Sitting there on the floor beside my host family’s coffee table drawing a picture of a rose for my host sister when the sirens started blaring in the distance, struck me into somber silence the chilling pictures I’d seen during my recent visit to the Nanjing Massacre Museum flashed before my mind’s eye. The rest of the household took pause too, but only for a second (“Oh, that’s right, today’s the anniversary of the massacre,” my host parents commented nonchalantly), and then went back about their business. After several minutes more of continuing to color my rose with an unsettled heart while the sirens still sounded, the time came for Ayi and me to head out again for our haircut.

Out on the streets, the city seemed to mirror en masse the response I’d found at home.
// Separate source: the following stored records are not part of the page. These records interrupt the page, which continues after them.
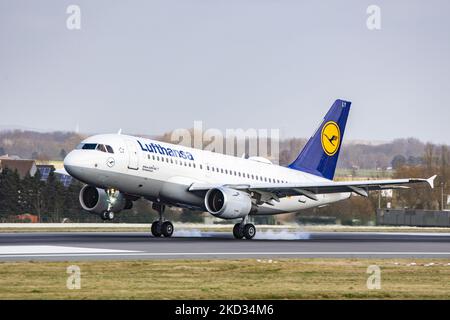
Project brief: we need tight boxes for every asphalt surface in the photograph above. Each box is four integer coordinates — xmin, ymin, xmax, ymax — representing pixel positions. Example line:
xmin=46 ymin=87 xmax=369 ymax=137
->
xmin=0 ymin=230 xmax=450 ymax=261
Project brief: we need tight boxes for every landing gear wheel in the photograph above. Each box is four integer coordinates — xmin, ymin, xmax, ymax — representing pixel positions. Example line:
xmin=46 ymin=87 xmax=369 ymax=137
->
xmin=161 ymin=221 xmax=173 ymax=238
xmin=100 ymin=211 xmax=114 ymax=220
xmin=233 ymin=223 xmax=244 ymax=239
xmin=152 ymin=221 xmax=162 ymax=238
xmin=244 ymin=223 xmax=256 ymax=240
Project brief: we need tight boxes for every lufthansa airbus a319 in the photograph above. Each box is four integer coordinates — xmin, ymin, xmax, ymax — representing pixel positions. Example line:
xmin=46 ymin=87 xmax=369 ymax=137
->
xmin=64 ymin=100 xmax=436 ymax=239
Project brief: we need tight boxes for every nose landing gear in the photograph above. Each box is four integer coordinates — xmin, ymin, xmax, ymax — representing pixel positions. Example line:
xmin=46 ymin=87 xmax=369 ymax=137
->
xmin=151 ymin=203 xmax=174 ymax=238
xmin=233 ymin=217 xmax=256 ymax=240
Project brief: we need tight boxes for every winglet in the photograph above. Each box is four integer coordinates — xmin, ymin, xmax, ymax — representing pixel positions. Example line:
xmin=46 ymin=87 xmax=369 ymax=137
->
xmin=427 ymin=175 xmax=437 ymax=189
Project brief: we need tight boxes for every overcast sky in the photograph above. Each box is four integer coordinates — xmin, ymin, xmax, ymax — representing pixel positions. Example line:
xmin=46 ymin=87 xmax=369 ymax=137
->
xmin=0 ymin=0 xmax=450 ymax=143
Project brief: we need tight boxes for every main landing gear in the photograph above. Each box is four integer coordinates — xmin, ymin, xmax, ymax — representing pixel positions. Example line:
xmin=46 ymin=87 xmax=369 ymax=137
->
xmin=151 ymin=203 xmax=173 ymax=238
xmin=100 ymin=211 xmax=114 ymax=220
xmin=233 ymin=217 xmax=256 ymax=240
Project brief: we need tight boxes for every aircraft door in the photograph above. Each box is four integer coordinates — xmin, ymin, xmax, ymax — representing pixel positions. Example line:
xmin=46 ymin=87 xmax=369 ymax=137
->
xmin=126 ymin=140 xmax=139 ymax=170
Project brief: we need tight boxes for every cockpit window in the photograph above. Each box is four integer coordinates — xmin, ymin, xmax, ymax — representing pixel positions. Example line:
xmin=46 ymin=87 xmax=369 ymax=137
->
xmin=106 ymin=145 xmax=114 ymax=153
xmin=81 ymin=143 xmax=97 ymax=150
xmin=97 ymin=144 xmax=106 ymax=152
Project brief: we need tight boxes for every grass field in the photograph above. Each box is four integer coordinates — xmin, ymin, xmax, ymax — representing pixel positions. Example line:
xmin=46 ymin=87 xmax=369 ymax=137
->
xmin=0 ymin=259 xmax=450 ymax=299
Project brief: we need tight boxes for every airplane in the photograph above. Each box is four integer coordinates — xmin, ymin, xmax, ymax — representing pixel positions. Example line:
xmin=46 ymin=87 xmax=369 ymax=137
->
xmin=64 ymin=100 xmax=436 ymax=239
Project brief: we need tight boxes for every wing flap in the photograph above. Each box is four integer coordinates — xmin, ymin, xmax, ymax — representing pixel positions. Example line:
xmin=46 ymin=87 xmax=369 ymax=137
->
xmin=189 ymin=175 xmax=436 ymax=200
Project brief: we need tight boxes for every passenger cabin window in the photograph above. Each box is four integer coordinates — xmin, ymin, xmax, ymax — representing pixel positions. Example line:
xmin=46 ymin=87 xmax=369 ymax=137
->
xmin=97 ymin=144 xmax=106 ymax=152
xmin=106 ymin=145 xmax=114 ymax=153
xmin=81 ymin=143 xmax=97 ymax=150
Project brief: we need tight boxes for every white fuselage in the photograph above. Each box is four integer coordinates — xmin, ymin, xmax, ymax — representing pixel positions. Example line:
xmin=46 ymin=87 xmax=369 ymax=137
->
xmin=64 ymin=134 xmax=350 ymax=214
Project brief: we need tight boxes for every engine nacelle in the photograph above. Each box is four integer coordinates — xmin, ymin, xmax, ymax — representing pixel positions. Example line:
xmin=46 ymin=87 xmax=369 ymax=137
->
xmin=205 ymin=187 xmax=252 ymax=219
xmin=79 ymin=185 xmax=126 ymax=214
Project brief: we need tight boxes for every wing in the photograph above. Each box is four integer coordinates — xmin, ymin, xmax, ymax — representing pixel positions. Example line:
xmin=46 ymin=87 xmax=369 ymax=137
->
xmin=189 ymin=175 xmax=436 ymax=202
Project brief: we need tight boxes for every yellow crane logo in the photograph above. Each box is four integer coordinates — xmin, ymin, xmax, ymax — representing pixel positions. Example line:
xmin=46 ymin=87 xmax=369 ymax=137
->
xmin=321 ymin=121 xmax=341 ymax=156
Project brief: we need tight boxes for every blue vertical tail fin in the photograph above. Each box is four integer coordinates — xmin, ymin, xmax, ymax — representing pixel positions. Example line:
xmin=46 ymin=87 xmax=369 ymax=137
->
xmin=289 ymin=100 xmax=351 ymax=180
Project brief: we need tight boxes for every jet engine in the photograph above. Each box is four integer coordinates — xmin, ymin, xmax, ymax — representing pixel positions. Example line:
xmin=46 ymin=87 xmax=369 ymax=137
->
xmin=205 ymin=187 xmax=252 ymax=219
xmin=79 ymin=185 xmax=133 ymax=214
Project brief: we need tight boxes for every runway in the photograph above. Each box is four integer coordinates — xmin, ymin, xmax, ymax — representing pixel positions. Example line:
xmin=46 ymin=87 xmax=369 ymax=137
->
xmin=0 ymin=230 xmax=450 ymax=261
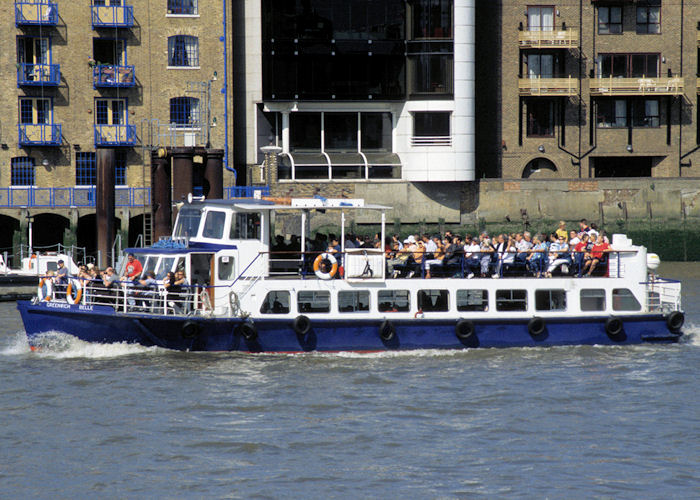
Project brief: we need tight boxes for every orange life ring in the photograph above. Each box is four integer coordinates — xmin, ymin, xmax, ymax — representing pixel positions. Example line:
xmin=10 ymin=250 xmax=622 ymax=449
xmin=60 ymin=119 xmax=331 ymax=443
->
xmin=36 ymin=278 xmax=53 ymax=302
xmin=66 ymin=279 xmax=83 ymax=304
xmin=314 ymin=253 xmax=338 ymax=280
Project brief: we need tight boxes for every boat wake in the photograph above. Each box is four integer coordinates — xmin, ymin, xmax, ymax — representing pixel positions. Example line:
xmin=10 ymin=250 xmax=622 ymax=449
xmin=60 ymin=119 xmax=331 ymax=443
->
xmin=0 ymin=332 xmax=159 ymax=359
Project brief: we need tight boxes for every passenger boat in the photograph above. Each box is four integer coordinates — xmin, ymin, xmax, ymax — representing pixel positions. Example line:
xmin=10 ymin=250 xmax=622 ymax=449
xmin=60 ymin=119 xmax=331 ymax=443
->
xmin=18 ymin=196 xmax=684 ymax=352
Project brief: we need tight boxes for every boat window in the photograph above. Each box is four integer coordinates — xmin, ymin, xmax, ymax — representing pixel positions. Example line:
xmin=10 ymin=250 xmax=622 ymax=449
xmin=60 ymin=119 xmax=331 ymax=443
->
xmin=581 ymin=288 xmax=605 ymax=311
xmin=156 ymin=257 xmax=175 ymax=280
xmin=260 ymin=290 xmax=289 ymax=314
xmin=338 ymin=290 xmax=369 ymax=312
xmin=202 ymin=211 xmax=226 ymax=240
xmin=535 ymin=290 xmax=566 ymax=311
xmin=229 ymin=212 xmax=260 ymax=240
xmin=173 ymin=207 xmax=202 ymax=238
xmin=613 ymin=288 xmax=642 ymax=311
xmin=377 ymin=290 xmax=411 ymax=312
xmin=496 ymin=290 xmax=527 ymax=311
xmin=457 ymin=290 xmax=489 ymax=311
xmin=141 ymin=255 xmax=158 ymax=276
xmin=418 ymin=290 xmax=450 ymax=312
xmin=297 ymin=290 xmax=331 ymax=313
xmin=218 ymin=255 xmax=236 ymax=280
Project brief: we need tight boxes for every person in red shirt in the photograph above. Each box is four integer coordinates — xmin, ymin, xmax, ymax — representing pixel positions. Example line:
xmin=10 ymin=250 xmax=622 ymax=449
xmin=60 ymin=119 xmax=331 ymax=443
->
xmin=122 ymin=253 xmax=143 ymax=281
xmin=583 ymin=234 xmax=610 ymax=276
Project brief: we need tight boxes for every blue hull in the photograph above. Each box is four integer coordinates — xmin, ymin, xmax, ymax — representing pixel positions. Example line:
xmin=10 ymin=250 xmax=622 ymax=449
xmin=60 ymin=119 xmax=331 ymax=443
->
xmin=17 ymin=301 xmax=681 ymax=352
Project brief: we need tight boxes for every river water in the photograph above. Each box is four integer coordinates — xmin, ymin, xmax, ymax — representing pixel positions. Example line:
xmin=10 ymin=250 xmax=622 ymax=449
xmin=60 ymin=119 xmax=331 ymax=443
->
xmin=0 ymin=263 xmax=700 ymax=499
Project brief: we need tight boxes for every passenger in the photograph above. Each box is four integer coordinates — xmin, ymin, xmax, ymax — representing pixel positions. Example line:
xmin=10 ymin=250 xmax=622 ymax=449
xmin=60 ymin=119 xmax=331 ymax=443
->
xmin=583 ymin=235 xmax=610 ymax=276
xmin=424 ymin=235 xmax=445 ymax=279
xmin=554 ymin=220 xmax=569 ymax=241
xmin=122 ymin=253 xmax=143 ymax=281
xmin=54 ymin=260 xmax=68 ymax=299
xmin=574 ymin=233 xmax=589 ymax=278
xmin=464 ymin=236 xmax=481 ymax=279
xmin=546 ymin=235 xmax=571 ymax=278
xmin=526 ymin=236 xmax=547 ymax=278
xmin=479 ymin=233 xmax=495 ymax=278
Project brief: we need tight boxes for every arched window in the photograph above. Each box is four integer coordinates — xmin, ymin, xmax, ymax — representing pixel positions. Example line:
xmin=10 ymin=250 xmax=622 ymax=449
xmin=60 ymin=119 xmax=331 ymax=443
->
xmin=168 ymin=0 xmax=197 ymax=16
xmin=170 ymin=97 xmax=202 ymax=128
xmin=523 ymin=158 xmax=557 ymax=179
xmin=168 ymin=35 xmax=199 ymax=68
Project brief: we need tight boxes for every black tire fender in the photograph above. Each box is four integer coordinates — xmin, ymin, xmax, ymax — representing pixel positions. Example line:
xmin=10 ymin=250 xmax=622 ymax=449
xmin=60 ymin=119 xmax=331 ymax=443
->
xmin=379 ymin=319 xmax=396 ymax=342
xmin=605 ymin=316 xmax=624 ymax=337
xmin=455 ymin=319 xmax=474 ymax=340
xmin=527 ymin=316 xmax=547 ymax=337
xmin=180 ymin=321 xmax=199 ymax=340
xmin=237 ymin=321 xmax=258 ymax=340
xmin=292 ymin=314 xmax=311 ymax=336
xmin=666 ymin=311 xmax=685 ymax=333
People chatted and smiled and laughed and went about their normal business as though they were deaf to the wail of the sirens. By now, I guess, after 71 years have passed and the people of Nanjing have gotten used to this annual memorial, that kind of reaction is understandable. But to this newcomer to Nanjing, the haunting song of the sirens was rather harrowing and struck me into silence while they echoed across the city for what seemed like at least an hour.

After that unsettling walk back to the hair salon, still no luck: we arrived to find the lights still off and the doors still locked. But there was someone home: a chubby man sprawled out on the waiting room couch covered by towels. Ayi, adamant about getting her haircut, knocked on the door, and woke him up. After being told that it would still be a good hour and a half before people proficient in cutting hair would—maybe—arrive, Ayi proceeded to wait two hours before finding out that her coupon had expired and giving up. I gave up much sooner and returned home to write.